Wenn er so darüber nachdachte, hatte Alex sich eigentlich je von irgendetwas abhalten lassen? Milo konnte sich nicht erinnern, dass das jemals der Fall gewesen war. Alex machte genau das, was Alex wollte.
Und Robin… Milo hatte mit Engelszungen auf sie eingeredet, um sie zu beschwichtigen. Und er nahm an, dass er es so weit ganz gut hinbekommen hatte, Alex von den größten Gefahren fern zu halten. Aber es gab Grenzen. Jeder war letztlich allein.
Milo stand auf, goss sich einen Wodka ein und füllte ihn mit rosa Grapefruitsaft auf, mit dem vorgeschobenen Argument, dass das Vitamin C der Oxidation entgegenwirken würde, aber trotzdem fragte er sich, wie sehr seine Leber inzwischen der auf dem Foto aus einer medizinischen Fachzeitschrift glich, das Rick ihm letzten Monat gezeigt hatte.
Erosion der Leberzellen und Verdrängung durch Fettglobuli auf Grund fortgeschrittener Zirrhose.
Auch Rick machte ihm nie Druck, aber Milo wusste, dass er nicht gerade glücklich war über die neue Flasche Stoli im Gefrierfach. Milo wechselte rasch das Programm, zurück zu Alex. Die Probleme anderer Leute waren viel faszinierender.

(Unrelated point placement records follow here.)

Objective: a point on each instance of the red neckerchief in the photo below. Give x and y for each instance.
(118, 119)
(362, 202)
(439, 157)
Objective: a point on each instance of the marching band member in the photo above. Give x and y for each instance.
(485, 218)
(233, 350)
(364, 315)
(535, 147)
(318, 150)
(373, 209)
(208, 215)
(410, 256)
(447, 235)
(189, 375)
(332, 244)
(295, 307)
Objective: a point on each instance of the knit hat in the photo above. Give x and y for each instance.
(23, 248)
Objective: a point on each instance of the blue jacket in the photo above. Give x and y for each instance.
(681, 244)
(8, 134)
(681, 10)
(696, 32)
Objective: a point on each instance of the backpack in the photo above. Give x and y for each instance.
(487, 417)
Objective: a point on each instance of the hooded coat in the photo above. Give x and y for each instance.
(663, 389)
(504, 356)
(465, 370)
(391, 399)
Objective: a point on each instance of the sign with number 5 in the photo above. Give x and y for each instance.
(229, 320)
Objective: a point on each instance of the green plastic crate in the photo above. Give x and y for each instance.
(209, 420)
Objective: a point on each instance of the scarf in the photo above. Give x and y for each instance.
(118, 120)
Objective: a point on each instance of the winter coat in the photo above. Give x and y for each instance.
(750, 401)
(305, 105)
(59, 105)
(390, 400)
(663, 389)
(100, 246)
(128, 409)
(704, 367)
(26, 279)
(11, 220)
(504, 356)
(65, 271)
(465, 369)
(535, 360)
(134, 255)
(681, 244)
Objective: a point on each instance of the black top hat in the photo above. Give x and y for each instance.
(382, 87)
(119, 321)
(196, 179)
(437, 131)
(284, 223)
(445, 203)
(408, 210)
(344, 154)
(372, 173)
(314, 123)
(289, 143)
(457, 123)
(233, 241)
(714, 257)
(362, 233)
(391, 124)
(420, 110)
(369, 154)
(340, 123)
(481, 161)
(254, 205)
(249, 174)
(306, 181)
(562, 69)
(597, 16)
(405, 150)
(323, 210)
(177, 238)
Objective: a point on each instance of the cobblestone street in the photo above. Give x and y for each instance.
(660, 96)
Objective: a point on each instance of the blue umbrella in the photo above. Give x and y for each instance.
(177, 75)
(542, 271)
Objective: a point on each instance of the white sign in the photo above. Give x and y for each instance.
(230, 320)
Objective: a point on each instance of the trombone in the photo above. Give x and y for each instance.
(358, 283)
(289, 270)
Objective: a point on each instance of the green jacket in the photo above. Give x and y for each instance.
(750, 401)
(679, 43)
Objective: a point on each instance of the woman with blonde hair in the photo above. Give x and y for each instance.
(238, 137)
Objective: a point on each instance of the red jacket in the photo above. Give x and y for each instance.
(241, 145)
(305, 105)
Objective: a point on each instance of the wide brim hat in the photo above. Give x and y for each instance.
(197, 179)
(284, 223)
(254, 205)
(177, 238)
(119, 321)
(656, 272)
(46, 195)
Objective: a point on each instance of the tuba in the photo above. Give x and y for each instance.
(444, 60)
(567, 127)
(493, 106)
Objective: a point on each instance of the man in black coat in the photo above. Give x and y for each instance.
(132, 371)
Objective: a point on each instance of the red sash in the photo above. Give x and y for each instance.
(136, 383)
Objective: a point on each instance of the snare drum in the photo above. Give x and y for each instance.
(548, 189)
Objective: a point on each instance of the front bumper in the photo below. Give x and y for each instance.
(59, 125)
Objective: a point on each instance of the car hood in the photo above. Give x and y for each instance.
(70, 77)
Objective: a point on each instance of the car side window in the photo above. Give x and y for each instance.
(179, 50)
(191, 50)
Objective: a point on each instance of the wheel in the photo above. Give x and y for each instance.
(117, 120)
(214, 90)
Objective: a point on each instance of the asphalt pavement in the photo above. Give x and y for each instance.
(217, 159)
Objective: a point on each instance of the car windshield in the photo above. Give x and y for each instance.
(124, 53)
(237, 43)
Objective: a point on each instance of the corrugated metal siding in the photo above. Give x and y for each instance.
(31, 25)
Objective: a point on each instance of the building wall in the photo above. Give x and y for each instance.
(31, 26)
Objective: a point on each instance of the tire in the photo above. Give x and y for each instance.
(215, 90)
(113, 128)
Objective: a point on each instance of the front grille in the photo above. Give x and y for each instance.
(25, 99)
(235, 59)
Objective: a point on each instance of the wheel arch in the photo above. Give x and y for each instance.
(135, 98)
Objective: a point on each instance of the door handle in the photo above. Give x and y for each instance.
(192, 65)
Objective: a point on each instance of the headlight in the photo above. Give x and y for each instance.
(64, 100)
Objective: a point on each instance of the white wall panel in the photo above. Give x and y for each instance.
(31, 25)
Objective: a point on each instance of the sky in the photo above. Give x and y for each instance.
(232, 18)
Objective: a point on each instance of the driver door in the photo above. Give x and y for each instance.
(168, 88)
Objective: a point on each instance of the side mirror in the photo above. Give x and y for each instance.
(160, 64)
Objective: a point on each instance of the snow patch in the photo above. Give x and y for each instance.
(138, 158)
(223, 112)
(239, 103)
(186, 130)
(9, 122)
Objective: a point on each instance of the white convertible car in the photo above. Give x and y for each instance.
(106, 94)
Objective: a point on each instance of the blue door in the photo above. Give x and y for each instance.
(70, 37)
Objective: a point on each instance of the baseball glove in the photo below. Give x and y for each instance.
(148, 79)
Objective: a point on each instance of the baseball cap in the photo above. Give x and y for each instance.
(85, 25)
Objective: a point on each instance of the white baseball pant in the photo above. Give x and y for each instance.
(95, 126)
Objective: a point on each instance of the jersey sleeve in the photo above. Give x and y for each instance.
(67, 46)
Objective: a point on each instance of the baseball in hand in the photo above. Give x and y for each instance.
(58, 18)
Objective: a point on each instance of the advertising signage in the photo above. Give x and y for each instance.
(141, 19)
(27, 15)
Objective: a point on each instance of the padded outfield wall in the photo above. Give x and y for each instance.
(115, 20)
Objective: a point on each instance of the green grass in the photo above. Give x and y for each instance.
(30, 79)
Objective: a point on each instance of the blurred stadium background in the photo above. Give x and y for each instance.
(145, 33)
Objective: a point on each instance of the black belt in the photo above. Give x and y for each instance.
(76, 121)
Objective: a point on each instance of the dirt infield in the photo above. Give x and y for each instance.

Milo ging eine halbe Meile bis zu der Autovermietung am La Cienega, wo er sich einen nagelneuen blauen Taurus besorgte. Auf dem Santa Monica Boulevard fuhr er ostwärts nach Beverly Hills und weiter bis West Hollywood. Nachdem er Doheny Drive hinter sich gelassen hatte, ließ der Verkehr nach, doch an der Grenze zu West Hollywood war der Boulevard wegen Bauarbeiten auf zwei Spuren verengt, und die wenigen Autos, die unterwegs waren, kamen nur im Schneckentempo voran.